Simulation of data from a confounded non-linear model. Where the non-linear function is a random regression tree. The data generating process is given by: $$Y = f(X) + \delta^T H + \nu$$ $$X = \Gamma^T H + E$$ where $f(X)$ is a random regression tree with $m$ random splits of the data. Resulting in a random step-function with $m+1$ levels, i.e. leaf-levels. $$f(x_i) = \sum_{k = 1}^K 1_{\{x_i \in R_k\}} c_k$$ $E$, $\nu$ are random error terms and $H \in \mathbb{R}^{n \times q}$ is a matrix of random confounding covariates. $\Gamma \in \mathbb{R}^{q \times p}$ and $\delta \in \mathbb{R}^{q}$ are random coefficient vectors. For the simulation, all the above parameters are drawn from a standard normal distribution, except for $\delta$ which is drawn from a normal distribution with standard deviation 10. For a split a covariate is sampled uniformly and split at a random point using a beta distribution (with both shape parameters equal 2) on the support of the chosen covariate. The leaf levels $c_k$ are drawn from a uniform distribution between $cl$ and $cu$.

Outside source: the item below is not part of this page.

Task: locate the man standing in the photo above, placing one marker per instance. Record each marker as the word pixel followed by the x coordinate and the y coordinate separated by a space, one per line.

simulate_data_step(q, p, n, m, make_tree = FALSE, cl = -50, cu = 50)

Arguments

q: number of confounding covariates in H
p: number of covariates in X
n: number of observations
m: number of splits done using a random covariate
make_tree: Whether the random regression tree should be returned.
cl: lower limit of the uniform distribution of the step levels
cu: upper limit of the uniform distribution of the step levels

Value

a list containing the simulated data:

X: a matrix of covariates
Y: a vector of responses
f_X: a vector of the true function f(X)
j: the indices of the causal covariates in X
tree: If make_tree, the random regression tree of class SDTree

References

There are no references for Rd macro \insertAllCites on this help page.

Author

Markus Ulmer

Examples

set.seed(42)
# simulation of confounded data
sim_data <- simulate_data_step(q = 2, p = 15, n = 100, m = 2, make_tree = TRUE)
X <- sim_data$X
Y <- sim_data$Y

all(predict(sim_data$tree, data.frame(X)) == sim_data$f_X)
#> [1] TRUE
plot(regPath(sim_data$tree))